The same agent she left in Paris almost seven years ago.
She leaves the last of those details out, though, because she still needs to have her secrets.
It doesn't cross her mind until nearly midnight that she has a daughter waiting for her at home. At 11:30 the doctor had declared Jethro stable.
Jenny calls Noemi, and somehow, the woman understands immediately.
The Hispanic woman is comforting and says that she'll stay with Lilly for the night.
After they say their parting words, Jenny calls the airport.
Then she calls the boarding school, and the summer activity's instructor, and enrolls Lilly in the art camp going on for the next two weeks.
When she hangs up, she has a bitter taste in her mouth.
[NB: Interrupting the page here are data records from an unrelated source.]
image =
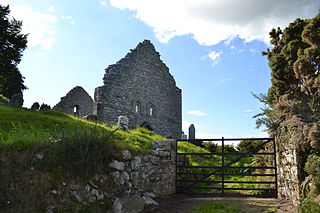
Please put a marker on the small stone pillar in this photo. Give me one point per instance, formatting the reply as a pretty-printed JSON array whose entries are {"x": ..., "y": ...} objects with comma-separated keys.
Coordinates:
[
  {"x": 123, "y": 122},
  {"x": 192, "y": 132}
]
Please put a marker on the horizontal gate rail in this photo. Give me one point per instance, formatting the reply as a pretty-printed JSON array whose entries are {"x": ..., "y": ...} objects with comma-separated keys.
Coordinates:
[
  {"x": 225, "y": 188},
  {"x": 229, "y": 195},
  {"x": 223, "y": 171},
  {"x": 231, "y": 167},
  {"x": 225, "y": 174},
  {"x": 217, "y": 181},
  {"x": 220, "y": 154}
]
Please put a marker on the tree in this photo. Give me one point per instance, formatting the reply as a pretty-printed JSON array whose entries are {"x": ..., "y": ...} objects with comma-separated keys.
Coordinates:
[
  {"x": 12, "y": 44},
  {"x": 35, "y": 106},
  {"x": 293, "y": 100}
]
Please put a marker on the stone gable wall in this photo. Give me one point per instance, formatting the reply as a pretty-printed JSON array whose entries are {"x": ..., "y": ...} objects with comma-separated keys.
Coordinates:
[{"x": 142, "y": 79}]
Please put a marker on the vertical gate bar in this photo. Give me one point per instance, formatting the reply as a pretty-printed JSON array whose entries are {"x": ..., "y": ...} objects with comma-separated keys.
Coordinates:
[
  {"x": 176, "y": 170},
  {"x": 275, "y": 165},
  {"x": 222, "y": 164}
]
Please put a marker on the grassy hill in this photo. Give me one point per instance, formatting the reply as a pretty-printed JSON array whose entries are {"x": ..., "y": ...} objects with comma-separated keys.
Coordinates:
[
  {"x": 21, "y": 128},
  {"x": 42, "y": 152}
]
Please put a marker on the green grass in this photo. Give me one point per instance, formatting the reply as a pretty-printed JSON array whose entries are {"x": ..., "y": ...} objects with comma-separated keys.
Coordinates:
[
  {"x": 236, "y": 206},
  {"x": 22, "y": 128},
  {"x": 218, "y": 207}
]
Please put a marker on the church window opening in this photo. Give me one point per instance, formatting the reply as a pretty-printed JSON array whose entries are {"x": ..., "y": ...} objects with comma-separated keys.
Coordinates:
[
  {"x": 137, "y": 107},
  {"x": 151, "y": 110}
]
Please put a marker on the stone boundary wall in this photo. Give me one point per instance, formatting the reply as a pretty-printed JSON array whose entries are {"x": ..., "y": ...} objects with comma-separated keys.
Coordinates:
[
  {"x": 144, "y": 177},
  {"x": 288, "y": 173}
]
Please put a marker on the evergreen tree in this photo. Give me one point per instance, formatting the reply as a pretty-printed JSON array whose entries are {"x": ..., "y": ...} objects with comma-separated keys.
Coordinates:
[
  {"x": 293, "y": 100},
  {"x": 12, "y": 44}
]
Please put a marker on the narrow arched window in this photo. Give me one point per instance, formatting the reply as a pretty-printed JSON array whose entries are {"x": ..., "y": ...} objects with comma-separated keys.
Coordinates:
[
  {"x": 137, "y": 107},
  {"x": 76, "y": 110},
  {"x": 151, "y": 110}
]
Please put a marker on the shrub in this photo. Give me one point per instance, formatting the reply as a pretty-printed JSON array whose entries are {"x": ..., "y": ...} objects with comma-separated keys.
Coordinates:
[
  {"x": 84, "y": 151},
  {"x": 309, "y": 206}
]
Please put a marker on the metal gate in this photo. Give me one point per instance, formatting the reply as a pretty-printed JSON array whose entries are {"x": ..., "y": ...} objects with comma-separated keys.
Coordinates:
[{"x": 223, "y": 173}]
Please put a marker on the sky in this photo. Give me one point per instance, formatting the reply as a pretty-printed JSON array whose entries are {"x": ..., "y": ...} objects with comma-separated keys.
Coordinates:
[{"x": 212, "y": 48}]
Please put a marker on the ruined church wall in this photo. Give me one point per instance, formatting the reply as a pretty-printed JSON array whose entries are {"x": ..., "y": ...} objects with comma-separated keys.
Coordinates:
[{"x": 141, "y": 79}]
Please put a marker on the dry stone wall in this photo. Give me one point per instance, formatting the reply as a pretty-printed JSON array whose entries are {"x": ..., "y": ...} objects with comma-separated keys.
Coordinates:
[
  {"x": 288, "y": 181},
  {"x": 140, "y": 87},
  {"x": 143, "y": 178}
]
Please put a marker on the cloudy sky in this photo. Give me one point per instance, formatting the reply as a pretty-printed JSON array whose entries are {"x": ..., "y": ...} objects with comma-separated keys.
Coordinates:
[{"x": 212, "y": 48}]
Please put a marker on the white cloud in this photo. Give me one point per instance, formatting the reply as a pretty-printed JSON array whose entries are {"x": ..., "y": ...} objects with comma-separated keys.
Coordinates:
[
  {"x": 197, "y": 112},
  {"x": 68, "y": 19},
  {"x": 39, "y": 26},
  {"x": 51, "y": 9},
  {"x": 215, "y": 57},
  {"x": 212, "y": 21},
  {"x": 186, "y": 125},
  {"x": 223, "y": 81}
]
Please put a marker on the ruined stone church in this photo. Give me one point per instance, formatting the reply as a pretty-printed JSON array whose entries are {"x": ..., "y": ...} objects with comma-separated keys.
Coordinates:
[{"x": 138, "y": 86}]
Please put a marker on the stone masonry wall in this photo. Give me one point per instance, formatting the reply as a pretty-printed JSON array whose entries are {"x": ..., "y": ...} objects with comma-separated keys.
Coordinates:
[
  {"x": 79, "y": 98},
  {"x": 141, "y": 87},
  {"x": 138, "y": 179}
]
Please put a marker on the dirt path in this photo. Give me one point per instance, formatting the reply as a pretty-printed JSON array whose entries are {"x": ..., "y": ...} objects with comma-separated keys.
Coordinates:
[{"x": 183, "y": 204}]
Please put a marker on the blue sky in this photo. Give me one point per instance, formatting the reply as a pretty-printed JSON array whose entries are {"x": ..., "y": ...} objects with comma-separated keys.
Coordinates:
[{"x": 212, "y": 48}]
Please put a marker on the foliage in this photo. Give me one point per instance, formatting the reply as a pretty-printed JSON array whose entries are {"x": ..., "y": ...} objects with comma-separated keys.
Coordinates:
[
  {"x": 12, "y": 44},
  {"x": 309, "y": 206},
  {"x": 35, "y": 106},
  {"x": 292, "y": 111}
]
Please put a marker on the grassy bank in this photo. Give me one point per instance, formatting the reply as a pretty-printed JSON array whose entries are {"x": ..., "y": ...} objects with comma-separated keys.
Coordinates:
[{"x": 22, "y": 128}]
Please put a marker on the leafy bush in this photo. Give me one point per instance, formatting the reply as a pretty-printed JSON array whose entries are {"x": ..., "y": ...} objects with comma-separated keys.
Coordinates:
[
  {"x": 309, "y": 206},
  {"x": 84, "y": 151}
]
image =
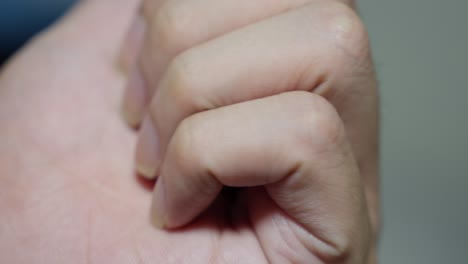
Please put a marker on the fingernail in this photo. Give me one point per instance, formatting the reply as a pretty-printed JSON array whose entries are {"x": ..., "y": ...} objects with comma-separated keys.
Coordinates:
[
  {"x": 132, "y": 44},
  {"x": 158, "y": 208},
  {"x": 147, "y": 151},
  {"x": 135, "y": 99}
]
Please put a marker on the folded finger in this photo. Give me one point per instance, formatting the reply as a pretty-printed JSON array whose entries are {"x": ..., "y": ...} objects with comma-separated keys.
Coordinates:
[{"x": 293, "y": 144}]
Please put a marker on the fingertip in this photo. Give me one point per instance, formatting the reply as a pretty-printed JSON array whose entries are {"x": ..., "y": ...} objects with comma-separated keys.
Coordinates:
[
  {"x": 147, "y": 156},
  {"x": 158, "y": 209},
  {"x": 134, "y": 100}
]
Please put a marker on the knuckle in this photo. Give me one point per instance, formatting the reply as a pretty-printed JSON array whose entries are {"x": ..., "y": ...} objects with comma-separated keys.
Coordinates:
[
  {"x": 187, "y": 143},
  {"x": 319, "y": 128},
  {"x": 181, "y": 84},
  {"x": 171, "y": 29}
]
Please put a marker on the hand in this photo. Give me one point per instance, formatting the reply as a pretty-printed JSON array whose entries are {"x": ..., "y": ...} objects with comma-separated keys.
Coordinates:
[
  {"x": 67, "y": 191},
  {"x": 191, "y": 70}
]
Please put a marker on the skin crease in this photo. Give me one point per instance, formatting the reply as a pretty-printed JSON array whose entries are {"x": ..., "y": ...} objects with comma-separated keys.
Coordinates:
[{"x": 68, "y": 193}]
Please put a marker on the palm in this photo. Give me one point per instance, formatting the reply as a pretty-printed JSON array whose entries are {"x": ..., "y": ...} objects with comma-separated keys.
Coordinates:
[{"x": 68, "y": 191}]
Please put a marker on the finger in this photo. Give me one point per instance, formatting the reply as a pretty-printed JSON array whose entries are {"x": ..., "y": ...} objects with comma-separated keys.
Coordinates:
[
  {"x": 293, "y": 144},
  {"x": 132, "y": 44},
  {"x": 276, "y": 55},
  {"x": 174, "y": 26}
]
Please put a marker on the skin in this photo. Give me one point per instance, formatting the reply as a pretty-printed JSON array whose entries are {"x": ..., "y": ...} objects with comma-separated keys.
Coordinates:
[
  {"x": 69, "y": 194},
  {"x": 220, "y": 103}
]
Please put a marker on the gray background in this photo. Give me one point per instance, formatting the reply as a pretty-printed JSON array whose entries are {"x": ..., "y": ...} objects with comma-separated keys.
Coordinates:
[{"x": 421, "y": 53}]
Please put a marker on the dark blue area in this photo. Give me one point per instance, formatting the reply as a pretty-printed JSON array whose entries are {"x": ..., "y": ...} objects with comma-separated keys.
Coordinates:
[{"x": 21, "y": 19}]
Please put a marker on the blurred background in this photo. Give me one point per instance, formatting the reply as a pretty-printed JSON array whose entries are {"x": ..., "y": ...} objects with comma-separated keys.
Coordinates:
[{"x": 421, "y": 55}]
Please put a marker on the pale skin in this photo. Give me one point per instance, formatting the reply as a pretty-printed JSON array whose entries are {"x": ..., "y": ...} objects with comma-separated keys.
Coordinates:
[{"x": 307, "y": 152}]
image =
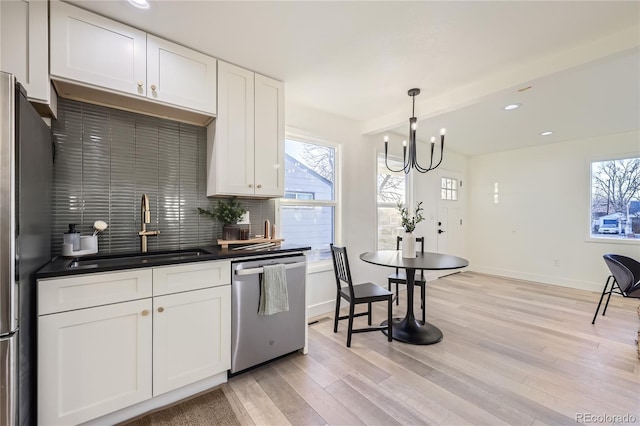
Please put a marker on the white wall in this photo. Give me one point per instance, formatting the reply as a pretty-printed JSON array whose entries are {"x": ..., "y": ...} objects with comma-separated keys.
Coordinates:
[{"x": 539, "y": 229}]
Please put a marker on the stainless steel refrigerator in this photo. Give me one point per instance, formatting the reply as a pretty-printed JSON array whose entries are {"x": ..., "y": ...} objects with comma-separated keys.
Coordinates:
[{"x": 26, "y": 166}]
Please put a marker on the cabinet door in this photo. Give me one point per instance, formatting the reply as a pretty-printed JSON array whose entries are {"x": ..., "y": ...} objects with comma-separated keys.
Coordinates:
[
  {"x": 234, "y": 139},
  {"x": 91, "y": 49},
  {"x": 25, "y": 45},
  {"x": 269, "y": 137},
  {"x": 180, "y": 76},
  {"x": 94, "y": 361},
  {"x": 191, "y": 337}
]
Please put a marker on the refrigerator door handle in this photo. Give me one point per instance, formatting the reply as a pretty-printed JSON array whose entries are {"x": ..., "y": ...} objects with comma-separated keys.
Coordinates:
[
  {"x": 8, "y": 299},
  {"x": 8, "y": 380}
]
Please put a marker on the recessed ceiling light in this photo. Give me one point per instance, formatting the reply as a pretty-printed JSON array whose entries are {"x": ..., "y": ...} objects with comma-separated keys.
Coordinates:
[{"x": 140, "y": 4}]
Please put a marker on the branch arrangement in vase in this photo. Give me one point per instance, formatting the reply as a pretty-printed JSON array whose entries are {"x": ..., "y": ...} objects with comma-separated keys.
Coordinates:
[
  {"x": 409, "y": 223},
  {"x": 229, "y": 213}
]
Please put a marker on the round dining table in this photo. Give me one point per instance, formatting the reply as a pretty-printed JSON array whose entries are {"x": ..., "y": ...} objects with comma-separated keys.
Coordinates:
[{"x": 408, "y": 329}]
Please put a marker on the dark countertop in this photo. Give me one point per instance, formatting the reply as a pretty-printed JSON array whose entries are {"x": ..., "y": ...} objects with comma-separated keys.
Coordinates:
[{"x": 61, "y": 266}]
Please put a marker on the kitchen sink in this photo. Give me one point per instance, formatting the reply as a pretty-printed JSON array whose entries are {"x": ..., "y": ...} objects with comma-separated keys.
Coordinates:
[{"x": 127, "y": 259}]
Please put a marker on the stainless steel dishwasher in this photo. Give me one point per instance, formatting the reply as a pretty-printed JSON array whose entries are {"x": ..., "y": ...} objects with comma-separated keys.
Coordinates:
[{"x": 257, "y": 338}]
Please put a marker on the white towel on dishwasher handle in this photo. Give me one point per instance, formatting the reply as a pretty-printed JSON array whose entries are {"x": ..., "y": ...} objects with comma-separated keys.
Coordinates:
[{"x": 274, "y": 297}]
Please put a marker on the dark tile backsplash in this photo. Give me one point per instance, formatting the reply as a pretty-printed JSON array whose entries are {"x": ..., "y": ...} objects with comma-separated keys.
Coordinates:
[{"x": 107, "y": 158}]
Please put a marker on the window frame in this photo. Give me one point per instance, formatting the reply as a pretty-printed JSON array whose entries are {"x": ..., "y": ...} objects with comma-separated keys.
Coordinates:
[
  {"x": 605, "y": 238},
  {"x": 336, "y": 203}
]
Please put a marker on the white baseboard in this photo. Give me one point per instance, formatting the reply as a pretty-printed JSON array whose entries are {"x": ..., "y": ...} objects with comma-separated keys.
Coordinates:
[
  {"x": 159, "y": 401},
  {"x": 545, "y": 279},
  {"x": 321, "y": 308}
]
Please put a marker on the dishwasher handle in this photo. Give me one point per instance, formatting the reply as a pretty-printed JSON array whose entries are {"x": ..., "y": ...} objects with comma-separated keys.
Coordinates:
[{"x": 253, "y": 271}]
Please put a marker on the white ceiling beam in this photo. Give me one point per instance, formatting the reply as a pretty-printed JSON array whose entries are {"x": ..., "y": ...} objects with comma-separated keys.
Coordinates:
[{"x": 516, "y": 76}]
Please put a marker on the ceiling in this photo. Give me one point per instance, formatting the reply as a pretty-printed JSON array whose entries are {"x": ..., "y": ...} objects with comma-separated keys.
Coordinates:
[{"x": 358, "y": 59}]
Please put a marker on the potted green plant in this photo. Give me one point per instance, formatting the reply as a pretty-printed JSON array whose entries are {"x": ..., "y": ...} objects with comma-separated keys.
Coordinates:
[
  {"x": 409, "y": 224},
  {"x": 228, "y": 213}
]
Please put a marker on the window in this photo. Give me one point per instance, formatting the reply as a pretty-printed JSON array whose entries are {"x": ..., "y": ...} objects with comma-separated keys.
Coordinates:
[
  {"x": 448, "y": 189},
  {"x": 615, "y": 198},
  {"x": 308, "y": 209},
  {"x": 391, "y": 190}
]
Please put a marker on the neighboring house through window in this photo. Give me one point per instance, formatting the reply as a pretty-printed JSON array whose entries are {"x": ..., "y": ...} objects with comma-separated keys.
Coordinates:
[
  {"x": 308, "y": 209},
  {"x": 615, "y": 198},
  {"x": 391, "y": 190}
]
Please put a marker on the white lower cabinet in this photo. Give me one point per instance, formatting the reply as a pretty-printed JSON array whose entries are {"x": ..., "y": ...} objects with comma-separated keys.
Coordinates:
[
  {"x": 190, "y": 336},
  {"x": 98, "y": 353},
  {"x": 93, "y": 361}
]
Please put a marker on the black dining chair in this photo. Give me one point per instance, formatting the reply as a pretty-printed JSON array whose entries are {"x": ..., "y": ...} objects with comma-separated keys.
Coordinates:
[
  {"x": 624, "y": 278},
  {"x": 400, "y": 277},
  {"x": 357, "y": 294}
]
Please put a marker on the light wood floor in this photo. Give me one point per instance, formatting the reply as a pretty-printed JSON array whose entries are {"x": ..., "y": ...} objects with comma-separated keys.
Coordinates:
[{"x": 513, "y": 352}]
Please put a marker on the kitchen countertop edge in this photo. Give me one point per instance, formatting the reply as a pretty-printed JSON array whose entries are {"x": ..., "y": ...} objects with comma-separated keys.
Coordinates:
[{"x": 59, "y": 267}]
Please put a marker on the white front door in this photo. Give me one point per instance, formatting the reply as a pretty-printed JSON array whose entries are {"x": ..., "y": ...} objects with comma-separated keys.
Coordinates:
[{"x": 449, "y": 220}]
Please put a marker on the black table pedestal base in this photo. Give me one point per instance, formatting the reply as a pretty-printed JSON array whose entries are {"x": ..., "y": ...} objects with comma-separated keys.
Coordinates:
[{"x": 409, "y": 330}]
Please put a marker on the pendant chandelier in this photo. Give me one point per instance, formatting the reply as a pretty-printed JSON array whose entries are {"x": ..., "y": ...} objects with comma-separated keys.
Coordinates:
[{"x": 412, "y": 161}]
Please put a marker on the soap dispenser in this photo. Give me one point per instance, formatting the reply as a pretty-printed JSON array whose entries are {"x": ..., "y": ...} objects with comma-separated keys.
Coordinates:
[{"x": 72, "y": 237}]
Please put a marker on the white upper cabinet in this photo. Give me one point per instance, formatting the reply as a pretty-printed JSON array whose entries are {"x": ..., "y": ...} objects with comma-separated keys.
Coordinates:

But then she sees Jethro, lying there, and hears Abby's sobs, and her thoughts go to a different place.
Jenny is collected as she walks into her home for the first time in two days.
She hasn't showered in fifty-two hours. She wants to cry.
It's a hard thing to do, telling Lilly she has to go back to school.
Jenny explains it as Lilly's eyes crinkle up and her mouth forms a little 'o'. If the situation was different, it might've been a cute picture. The redhead spins, and starts filling the tote back up again, and doesn't see her daughter shaking her head.
She does, however, hear the six-year old start to cry. The mother in her wants to hold her daughter and soothe her and tell her she doesn't want her to go, but another part of Jenny thinks about Jethro's face as he recalled his daughter and his wife. The one's she never knew about.
The one's he felt he couldn't tell her about.
Then, something hits her in the back, hard. The woman almost lost her balance. She was taken so off guard.
"No...You can't make me leave!"Lilly growls, her small fists clenching tight.
Jennifer Shepard gives her daughter a tap on the rear, and the girl straightens up, her eyes going wide and her bottom lip quivering.
Jenny hugs her daughter, then, because that's all she can do. Lilly starts sobbing, and her mother wishes to hit herself on the back of the head.
"I'm sorry. Please don't make me go!" The words are thick as they are moaned into Jenny's wet blouse.
Lilly wraps her arms around her mother's waist. Jenny picks her up.
"Lilly...you can come back in a few weeks, baby. I'm not saying goodbye to you forever," she whispers, stroking her daughter's cheek.
There's a few sniffles, and then a little, "Okay."
Lilly hiccups, and Jenny smiles sadly. "Come on, there's a car waiting outside."